In the last two decades scientific production has significantly increased, accordingly to the application of local, national, and international politics and programs of forest biodiversity conservation. The Andean region has been the most studied area in the majority of aspects, probably due to better accessibility, close location of important research centers, and better funding.
Nevertheless, there is a surprising lack of information about certain biological groups of interest, such as fungi, and there is very little research developed at a gene scale, despite its importance in understanding the ecology of forests. Also, it must be highlighted that only 25% of the analyzed scientific publications engage the subject of drivers of loss of biodiversity, and most only consider changes in soil use. In addition, the studies about invasive species, impacts of the armed conflict, species exploitation effects, and fires are very few, even in areas where these are permanent threats.

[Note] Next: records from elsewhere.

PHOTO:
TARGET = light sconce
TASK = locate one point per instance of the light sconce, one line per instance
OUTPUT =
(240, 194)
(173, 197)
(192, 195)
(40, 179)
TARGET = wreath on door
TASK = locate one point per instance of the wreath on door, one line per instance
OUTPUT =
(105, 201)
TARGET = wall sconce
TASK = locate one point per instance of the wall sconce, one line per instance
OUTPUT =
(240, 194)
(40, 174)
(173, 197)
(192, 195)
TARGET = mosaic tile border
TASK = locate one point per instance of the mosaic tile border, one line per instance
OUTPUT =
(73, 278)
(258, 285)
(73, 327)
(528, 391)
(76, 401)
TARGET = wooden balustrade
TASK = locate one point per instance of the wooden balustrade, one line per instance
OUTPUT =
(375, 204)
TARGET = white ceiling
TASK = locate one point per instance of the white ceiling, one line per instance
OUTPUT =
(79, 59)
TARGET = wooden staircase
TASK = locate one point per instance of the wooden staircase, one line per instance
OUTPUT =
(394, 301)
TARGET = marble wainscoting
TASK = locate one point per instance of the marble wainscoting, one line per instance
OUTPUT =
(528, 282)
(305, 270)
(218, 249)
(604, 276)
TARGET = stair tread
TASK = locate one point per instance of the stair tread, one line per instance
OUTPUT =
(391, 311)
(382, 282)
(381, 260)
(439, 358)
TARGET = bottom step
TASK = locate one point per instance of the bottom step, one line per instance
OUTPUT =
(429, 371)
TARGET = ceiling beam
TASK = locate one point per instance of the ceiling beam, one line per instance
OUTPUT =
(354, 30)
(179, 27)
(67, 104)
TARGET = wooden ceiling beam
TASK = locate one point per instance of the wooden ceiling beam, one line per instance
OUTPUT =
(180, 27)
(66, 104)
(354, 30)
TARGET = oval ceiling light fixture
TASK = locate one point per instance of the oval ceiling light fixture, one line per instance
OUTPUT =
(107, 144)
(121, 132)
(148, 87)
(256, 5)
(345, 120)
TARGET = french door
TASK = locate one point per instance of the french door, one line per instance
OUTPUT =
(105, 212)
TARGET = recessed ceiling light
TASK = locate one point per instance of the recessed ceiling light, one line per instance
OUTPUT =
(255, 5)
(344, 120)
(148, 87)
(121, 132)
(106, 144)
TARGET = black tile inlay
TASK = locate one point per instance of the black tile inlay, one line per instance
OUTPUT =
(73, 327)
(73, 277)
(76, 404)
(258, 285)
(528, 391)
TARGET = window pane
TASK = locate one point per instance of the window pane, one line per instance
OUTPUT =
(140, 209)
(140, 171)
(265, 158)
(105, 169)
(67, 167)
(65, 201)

Two more aspects must be emphasized. The first is that, although there is a generalized perception of scientific information only being available to users with academic credentials, most of the revised documents are of free and open access (63%). Secondly, a great number of the documents do not include clear, feasible, and direct advice about forest use and management, so implementing a research initiative to guarantee the appropriate management of forest resources in the country does not seem viable in practice.
In conclusion, integrated and synthetic documents that collect the scientific knowledge present in articles and books must be produced. They should also connect and interpret the data in settings of real planning and decision-making. Likewise, it is crucial for the country to advance in the construction of a scientific agenda that, after identifying information gaps, promotes new research about forests. This research should be focused on biodiversity functioning, its vulnerability towards climate change and its relation with human well-being at different levels.